Quelle eût été, dans cette combinaison, la part d’intervention de l’Etat ? Elle devait se manifester simplement par la garantie éventuelle d’un crédit, dont la nouvelle banque nationale n’aurait pu faire usage qu’en cas de nécessité et en vertu du consentement, en quelque sorte du bon plaisir, du gouvernement. Hormis les cas de nécessité impérieuse, l’Etat n’aurait eu à payer ni capital ni intérêts ; s’il avait été contraint de servir des intérêts aux mains du public ou d’avancer un capital, il eût reçu, en retour, des actions de la Banque nationale. Son intervention n’eût jamais été onéreuse. (Lettres de Malou à M. Van Praet, 9, 10 et 11 novembre 1849).

Frère-Orban conçut autrement l’organisme nouveau dont il dota la Belgique. Son système prévalut. Malou n’était d’ailleurs pas à la Chambre pour défendre le sien. Il s’inclina devant les mérites du projet de son éminent adversaire. Plus tard, il lui fut donné d’y mettre la main : ce ne fut que pour le consolider en l’améliorant.

 

5. Retour de Malou à la chambre des représentants

 

(page 198) Les premiers jours de juin 1850 amenèrent, pour la moitié des élus de 1848, la date de l’échéance électorale. Des élections de 1850 la majorité allait sortir quelque peu affaiblie. Le gouvernement, par le vif mécontentement qu’avait déchaîné parmi les modérés de l’opinion libérale l’impôt sur les successions et la loi sur l’enseignement moyen, fut lui-même l’artisan de sa défaite partielle.

Le moment était propice pour une action énergique des catholiques ; ils n’étaient malheureusement pas en (page 199) état de se servir des circonstances. Les défaites de 1847 et 1848 ne les avaient pas instruits suffisamment. Bien au contraire, il semble que leur indifférence ou leur crainte ait grandi en raison directe de l’audace de leurs adversaires.
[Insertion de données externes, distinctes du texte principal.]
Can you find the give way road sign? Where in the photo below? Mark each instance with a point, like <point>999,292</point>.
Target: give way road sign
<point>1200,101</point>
Jugeons-en, cette fois, par l’exemple de Bruges. Le détail des préliminaires de l’élection est pleinement édifiant : le 10 mai, un mois avant le jour du vote, on n’est fixé sur aucune candidature conservatrice ; la pénurie est grande ; toutefois, l’on ne renonce pas à trouver dans la ville épiscopale quelques catholiques dévoués jusqu’à se compromettre sur la liste conservatrice. Mais à Ostende et à Dixmude, l’on ne sait à qui s’adresser. « Ne pourriez-vous pas procurer un candidat pour Ostende et un autre pour Dixmude ? écrivait à Malou u catholique militant : ce serait notre salut ; les électeurs ne demandent qu’un homme... Serons-nous obligés de les abandonner ? » - « Le même phénomène de l’abstention ou du refus de bons candidats se présente dans plusieurs localités, » répondait tristement Malou.

Les troupes ne manquaient pas, mais les chefs faisaient défaut ; personne n’était là pour mener le combat. Montalembert les a justement dépeints, ces catholiques timorés, lorsque, en 1847, montrant à ses compatriotes le Devoir des catholiques dans la question de la liberté d’enseignement, il disait : « Nombreux, riches, estimés par leurs plus violents adversaires, il ne leur manque qu’une chose, c’est le courage... Dans la vie publique, ils sont catholiques après tout au lieu de l’être avant tout... Dans beaucoup de localités, les catholiques, s’ils voulaient se compter et se discipliner, constitueraient, à eux seuls, la majorité ; dans presque toutes, ils constitueraient cet appoint de votes si recherché dans les luttes électorales. »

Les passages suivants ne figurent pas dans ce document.